The new administration has enforced an alarming detention strategy geared towards facilitating the deportation of children and parents. After the Trump administration reinitiated family detention, over 1,300 children have been held for longer than the legal limit of 20 days by December 2025.  The administration is holding families for extended periods with the aim of deporting them straight from detention and to pressure self-deportation.

This is not the Trump administration’s first instance of egregious treatment of families. During President Trump’s first term in office, the administration implemented its “zero tolerance” policy that resulted in at least 2, 737 family separations. The policy called for prosecuting all immigrants who unlawfully crossed into the United States and then separating children from parents subject to these prosecutions. The policy aimed at deterring immigration by weaponizing family separation. Like Liam, children under President Trump’s first term became a tool to induce fear.

The Flores Settlement

The Trump administration’s family separation policy did not prove invincible. In Ms. L. v. U.S. Immigration and Customs Enforcement, the United States District Court for the Southern District of California issued a preliminary injunction requiring reunification of families, holding that the “zero tolerance” policy violated due process rights. Specifically, the government could not remove children from their parents without the parents being determined unfit by an immigration judge.

Another legal challenge loomed in the background of Trump’s “zero tolerance” detention strategy. In 1997, the federal government settled a class action on behalf of immigrant youth requiring detained children to be housed in facilities meeting certain standards. Flores led to the 20-day limit for holding children and established other protections. The settlement requires children’s prompt release from facilities and placement in the least restrictive facilities. Additionally, the federal government must ensure facilities are safe and sanitary and licensed to care for children. The facilities are also required to provide access to drinking water and food, as well as medical assistance. Further, facilities cannot place children with unrelated adults for more than 24 hours. The settlement also included a policy in favor of family reunification and access to education.
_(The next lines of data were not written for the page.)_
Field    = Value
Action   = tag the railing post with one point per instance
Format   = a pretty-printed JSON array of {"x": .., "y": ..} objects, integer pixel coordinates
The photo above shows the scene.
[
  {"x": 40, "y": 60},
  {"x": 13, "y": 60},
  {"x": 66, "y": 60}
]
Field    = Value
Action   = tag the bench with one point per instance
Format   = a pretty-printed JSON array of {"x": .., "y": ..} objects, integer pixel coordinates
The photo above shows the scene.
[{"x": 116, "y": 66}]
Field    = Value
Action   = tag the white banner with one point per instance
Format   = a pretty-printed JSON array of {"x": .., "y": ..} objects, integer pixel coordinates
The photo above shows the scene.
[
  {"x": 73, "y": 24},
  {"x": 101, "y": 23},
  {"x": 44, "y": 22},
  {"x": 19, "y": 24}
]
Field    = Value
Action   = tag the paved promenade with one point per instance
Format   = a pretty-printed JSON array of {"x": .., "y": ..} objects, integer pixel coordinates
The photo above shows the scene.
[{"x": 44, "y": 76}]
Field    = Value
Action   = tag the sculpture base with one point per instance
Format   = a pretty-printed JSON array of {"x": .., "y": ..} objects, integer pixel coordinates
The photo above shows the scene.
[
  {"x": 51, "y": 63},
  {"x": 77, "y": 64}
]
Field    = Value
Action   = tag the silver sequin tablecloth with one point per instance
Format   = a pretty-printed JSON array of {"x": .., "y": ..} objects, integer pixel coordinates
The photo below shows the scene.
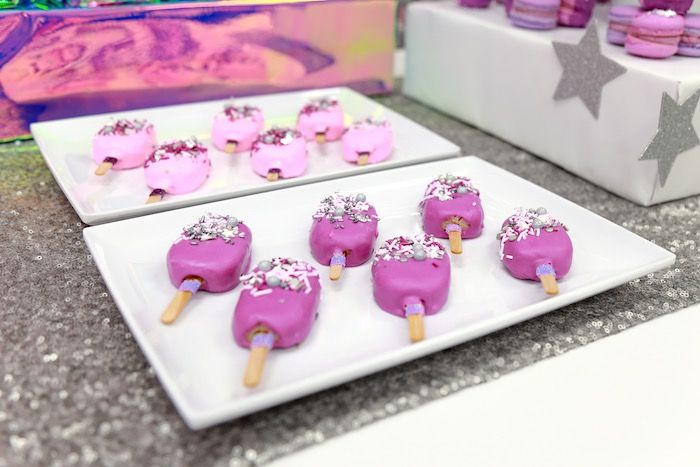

Following Ms. L, in 2019, the Trump administration sought to eliminate the 20-day limit on detaining children and alter licensure requirements by replacing the long-established Flores settlement. These efforts proved unsuccessful, and the district court overseeing the Flores settlement denied the motion to terminate, and the Ninth Circuit upheld the denial. Although problematic “zero tolerance” policies continued through arbitrary determinations of unfitness in immigration court.
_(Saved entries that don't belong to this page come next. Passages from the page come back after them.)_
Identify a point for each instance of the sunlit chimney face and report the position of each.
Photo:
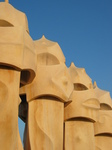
(84, 105)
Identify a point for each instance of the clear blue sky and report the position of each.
(83, 29)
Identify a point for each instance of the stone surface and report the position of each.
(17, 67)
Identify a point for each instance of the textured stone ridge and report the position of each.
(60, 106)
Flores is under attack again, under President Trump’s second term. On May 22, 2025, the administration moved to terminate the Flores settlement. The government argued that changed circumstances, Supreme Court precedent against long-term decrees and federal district courts issuing class wide injunctive relief for detainees, equity and public interest considerations, and laws governing judicial review of orders of removal called for ending the settlement. The district court judge who had overseen the Flores settlement denied the motion to terminate. The Trump administration appealed to the Ninth Circuit on December 22, 2025.
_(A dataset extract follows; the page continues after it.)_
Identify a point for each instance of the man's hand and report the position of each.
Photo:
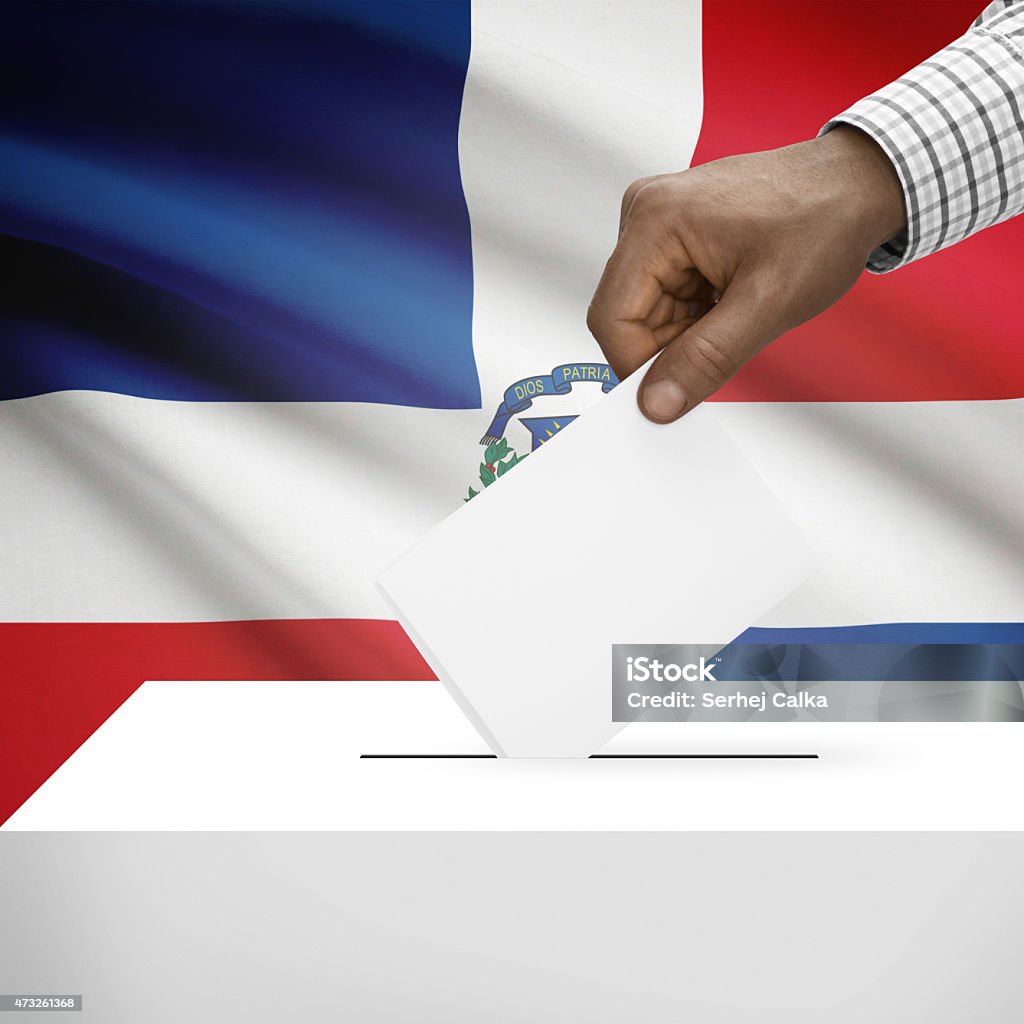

The government’s appeal repeats old arguments rejected by the Ninth Circuit in 2020. Chief Legal Counsel at Children’s Rights, co-counsel opposing the government’s motion, Leecia Welch states, “[a]t a time when the government seeks free rein to rip children from our communities and detain them indefinitely in prison-like settings, there could not be more at stake than this latest attempt to end Flores.” The end of Flores would mark the collapse of key safeguards for immigrant youth. The settlement is sometimes the sole tool for protecting children like Liam, who are locked away in a living hell.

A judge ordered Liam Conejo Ramos’s release with a scathing opinion: “[o]bserving human behavior confirms that for some among us, the perfidious lust for unbridled power and the imposition of cruelty in its quest know no bounds and are bereft of human decency.” Back home in Minnesota, Liam wakes up screaming for his father.